Benefits of Investing in Yield Crowd
1. Low Minimum and No Management Fees
Money is often a barrier for investors looking to get into real estate as start-up costs are usually high. However, with Yield Crowd, the minimum required investment is only $1,000.
Also, Yield Crowd doesn’t charge investors regular operation or management fees. However, there is a 4.5% charge out of initial payments for investors who use a credit card to fund the investment.
Real estate is typically a longer-term investment that cannot be easily converted back to cash. The benefit of blockchain-based trading is investors can liquidate the investment by selling their tokens on the blockchain.
3. Passive Income Investment
Yield Crowd is a fully-managed investment that requires little work by the investors, other than the option to check in for portfolio updates. Otherwise, this investment opportunity can be left on auto-pilot.
4. Regular Updates
Yield Crowd is entirely transparent. The properties are listed on their websites, and each investment shows such information as the cost, renovation plans, resale value, and annual returns and more.

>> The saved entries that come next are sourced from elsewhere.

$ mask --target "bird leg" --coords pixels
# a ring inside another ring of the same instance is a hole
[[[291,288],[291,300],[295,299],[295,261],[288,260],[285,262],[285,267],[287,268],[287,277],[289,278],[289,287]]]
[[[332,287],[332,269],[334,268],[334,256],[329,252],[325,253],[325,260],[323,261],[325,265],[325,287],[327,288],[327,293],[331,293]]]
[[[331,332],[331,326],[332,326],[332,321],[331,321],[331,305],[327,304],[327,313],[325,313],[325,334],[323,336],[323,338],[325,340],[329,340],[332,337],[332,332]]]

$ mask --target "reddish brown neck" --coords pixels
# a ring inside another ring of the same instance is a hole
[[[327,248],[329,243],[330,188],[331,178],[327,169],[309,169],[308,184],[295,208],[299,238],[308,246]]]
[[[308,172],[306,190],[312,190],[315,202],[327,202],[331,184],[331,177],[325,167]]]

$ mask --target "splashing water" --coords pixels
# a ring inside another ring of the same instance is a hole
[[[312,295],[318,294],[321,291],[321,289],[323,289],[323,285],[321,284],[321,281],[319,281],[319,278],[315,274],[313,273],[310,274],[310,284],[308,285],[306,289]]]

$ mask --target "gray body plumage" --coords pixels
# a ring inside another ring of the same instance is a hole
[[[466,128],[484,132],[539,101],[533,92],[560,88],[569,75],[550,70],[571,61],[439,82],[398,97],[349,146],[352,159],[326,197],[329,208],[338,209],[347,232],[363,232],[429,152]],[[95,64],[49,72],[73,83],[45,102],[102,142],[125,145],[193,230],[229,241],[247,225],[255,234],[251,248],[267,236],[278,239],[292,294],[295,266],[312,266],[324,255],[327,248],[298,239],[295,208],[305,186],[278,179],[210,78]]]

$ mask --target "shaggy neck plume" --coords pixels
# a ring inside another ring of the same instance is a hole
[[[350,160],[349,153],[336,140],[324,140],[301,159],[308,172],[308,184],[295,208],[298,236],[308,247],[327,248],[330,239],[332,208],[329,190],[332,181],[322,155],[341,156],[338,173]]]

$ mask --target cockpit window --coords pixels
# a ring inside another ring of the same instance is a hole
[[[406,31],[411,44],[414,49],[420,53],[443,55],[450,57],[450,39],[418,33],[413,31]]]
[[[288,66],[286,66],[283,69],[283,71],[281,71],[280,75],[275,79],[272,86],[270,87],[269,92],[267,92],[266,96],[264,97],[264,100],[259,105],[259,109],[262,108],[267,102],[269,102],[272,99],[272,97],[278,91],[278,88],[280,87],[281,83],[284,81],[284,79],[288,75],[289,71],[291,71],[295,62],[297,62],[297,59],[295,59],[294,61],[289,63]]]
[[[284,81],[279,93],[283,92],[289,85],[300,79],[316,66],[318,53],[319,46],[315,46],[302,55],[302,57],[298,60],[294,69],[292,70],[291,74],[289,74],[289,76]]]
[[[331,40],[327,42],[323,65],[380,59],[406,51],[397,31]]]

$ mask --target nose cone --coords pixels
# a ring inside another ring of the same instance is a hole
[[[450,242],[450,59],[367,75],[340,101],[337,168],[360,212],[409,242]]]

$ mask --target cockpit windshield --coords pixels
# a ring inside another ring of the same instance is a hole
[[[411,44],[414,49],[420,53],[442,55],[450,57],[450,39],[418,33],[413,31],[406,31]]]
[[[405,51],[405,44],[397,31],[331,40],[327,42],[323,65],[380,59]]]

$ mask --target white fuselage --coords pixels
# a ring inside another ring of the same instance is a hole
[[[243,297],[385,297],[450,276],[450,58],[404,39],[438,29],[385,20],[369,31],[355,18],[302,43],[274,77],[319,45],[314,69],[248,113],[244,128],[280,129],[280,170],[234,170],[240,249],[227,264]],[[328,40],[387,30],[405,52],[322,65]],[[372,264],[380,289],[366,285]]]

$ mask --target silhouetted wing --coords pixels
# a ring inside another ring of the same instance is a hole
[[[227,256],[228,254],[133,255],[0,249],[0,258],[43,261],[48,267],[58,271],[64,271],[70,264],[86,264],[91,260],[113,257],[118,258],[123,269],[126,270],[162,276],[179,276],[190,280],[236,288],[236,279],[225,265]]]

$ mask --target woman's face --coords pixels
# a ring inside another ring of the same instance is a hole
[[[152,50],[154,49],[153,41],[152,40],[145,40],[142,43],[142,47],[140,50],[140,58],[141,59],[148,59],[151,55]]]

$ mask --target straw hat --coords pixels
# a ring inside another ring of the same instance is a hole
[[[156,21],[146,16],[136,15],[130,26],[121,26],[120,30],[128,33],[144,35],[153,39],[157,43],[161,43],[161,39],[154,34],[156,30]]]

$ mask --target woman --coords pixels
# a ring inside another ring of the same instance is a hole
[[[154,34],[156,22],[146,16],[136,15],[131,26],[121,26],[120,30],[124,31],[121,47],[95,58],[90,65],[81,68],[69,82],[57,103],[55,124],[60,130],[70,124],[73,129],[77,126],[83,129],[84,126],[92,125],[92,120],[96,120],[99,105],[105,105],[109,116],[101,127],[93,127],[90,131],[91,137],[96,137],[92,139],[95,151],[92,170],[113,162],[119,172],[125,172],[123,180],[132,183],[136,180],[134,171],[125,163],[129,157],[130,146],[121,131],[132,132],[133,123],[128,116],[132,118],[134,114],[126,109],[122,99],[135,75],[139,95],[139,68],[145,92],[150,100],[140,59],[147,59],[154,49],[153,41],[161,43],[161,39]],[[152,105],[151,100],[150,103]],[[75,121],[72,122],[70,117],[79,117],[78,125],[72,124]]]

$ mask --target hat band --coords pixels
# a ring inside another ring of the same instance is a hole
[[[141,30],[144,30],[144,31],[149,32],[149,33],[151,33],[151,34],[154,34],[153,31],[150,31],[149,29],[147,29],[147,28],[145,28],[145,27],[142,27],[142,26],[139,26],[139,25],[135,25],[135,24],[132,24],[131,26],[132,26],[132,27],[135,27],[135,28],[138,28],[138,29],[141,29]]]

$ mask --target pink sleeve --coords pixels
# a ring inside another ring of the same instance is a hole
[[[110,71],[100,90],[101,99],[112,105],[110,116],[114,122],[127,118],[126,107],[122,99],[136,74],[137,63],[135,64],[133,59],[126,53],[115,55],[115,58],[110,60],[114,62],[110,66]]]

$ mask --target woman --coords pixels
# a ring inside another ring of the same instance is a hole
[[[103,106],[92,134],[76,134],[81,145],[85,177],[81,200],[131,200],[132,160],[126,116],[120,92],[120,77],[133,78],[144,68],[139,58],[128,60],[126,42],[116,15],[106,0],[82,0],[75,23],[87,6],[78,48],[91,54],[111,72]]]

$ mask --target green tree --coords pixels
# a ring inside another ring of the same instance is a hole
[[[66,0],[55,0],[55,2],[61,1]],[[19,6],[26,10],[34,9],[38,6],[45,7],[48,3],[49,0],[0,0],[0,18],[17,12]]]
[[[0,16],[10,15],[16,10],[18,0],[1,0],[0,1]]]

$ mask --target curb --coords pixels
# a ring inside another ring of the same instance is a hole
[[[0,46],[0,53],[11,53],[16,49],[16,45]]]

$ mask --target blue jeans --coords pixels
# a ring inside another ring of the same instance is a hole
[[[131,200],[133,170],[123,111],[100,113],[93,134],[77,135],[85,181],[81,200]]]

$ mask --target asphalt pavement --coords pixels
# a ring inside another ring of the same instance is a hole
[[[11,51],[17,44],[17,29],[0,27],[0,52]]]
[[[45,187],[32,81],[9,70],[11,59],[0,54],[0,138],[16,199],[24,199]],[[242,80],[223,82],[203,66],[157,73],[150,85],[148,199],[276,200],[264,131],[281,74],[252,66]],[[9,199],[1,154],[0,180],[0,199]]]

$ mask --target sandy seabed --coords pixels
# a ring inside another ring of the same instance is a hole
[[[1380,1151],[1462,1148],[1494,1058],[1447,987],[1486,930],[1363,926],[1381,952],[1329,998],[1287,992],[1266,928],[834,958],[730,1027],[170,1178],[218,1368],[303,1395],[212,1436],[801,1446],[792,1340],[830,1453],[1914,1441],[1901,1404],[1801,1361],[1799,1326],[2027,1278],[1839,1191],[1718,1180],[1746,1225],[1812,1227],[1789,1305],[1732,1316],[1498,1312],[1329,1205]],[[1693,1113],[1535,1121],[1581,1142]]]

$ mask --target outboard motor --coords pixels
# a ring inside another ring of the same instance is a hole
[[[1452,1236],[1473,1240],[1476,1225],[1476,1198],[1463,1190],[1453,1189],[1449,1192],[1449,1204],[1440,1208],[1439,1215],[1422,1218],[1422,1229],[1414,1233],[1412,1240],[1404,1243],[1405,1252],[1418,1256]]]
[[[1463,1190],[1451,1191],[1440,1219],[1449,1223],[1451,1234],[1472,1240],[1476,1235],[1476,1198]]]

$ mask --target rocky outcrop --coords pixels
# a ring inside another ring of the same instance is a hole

1. 8.75% Isn’t a Guaranteed Return
A return of 8.75% is certainly a target for Yield Crowd but isn’t guaranteed. Any poor investment decisions or unforeseen circumstances affecting market conditions are risks investors must accept. A perfect example is the many companies that had to desert their regular office space due to the pandemic. Many businesses were shut down because of the resulting economic downturn, leaving behind many abandoned buildings.
2. Investors Still Need to Diversify
As with any investment, the rule to not ‘put all your eggs in one basket still holds here. The risks inherent with investing in a REIT (real estate investment trust) apply to investments with Yield Crowd as well.
3. There are Risks with Stellar Blockchain
Investors must understand blockchain technology before entering into these types of investments. There may be risks with trading with cryptocurrencies. Investors should educate themselves on blockchain technology and prepare for scenarios in which their investment could be affected.
Yield Crowd isn’t a scheme. Investing in Yield Crowd is a great way to diversify a portfolio with real estate investments, piloted by a co-founder who has performed millions of dollars worth of real estate transactions and whose success has the support of the Forbes Finance Council community.
For investors residing outside of the United States, Yield Crowd’s diversified real estate fund with a target 8.75% return is a worthwhile investment.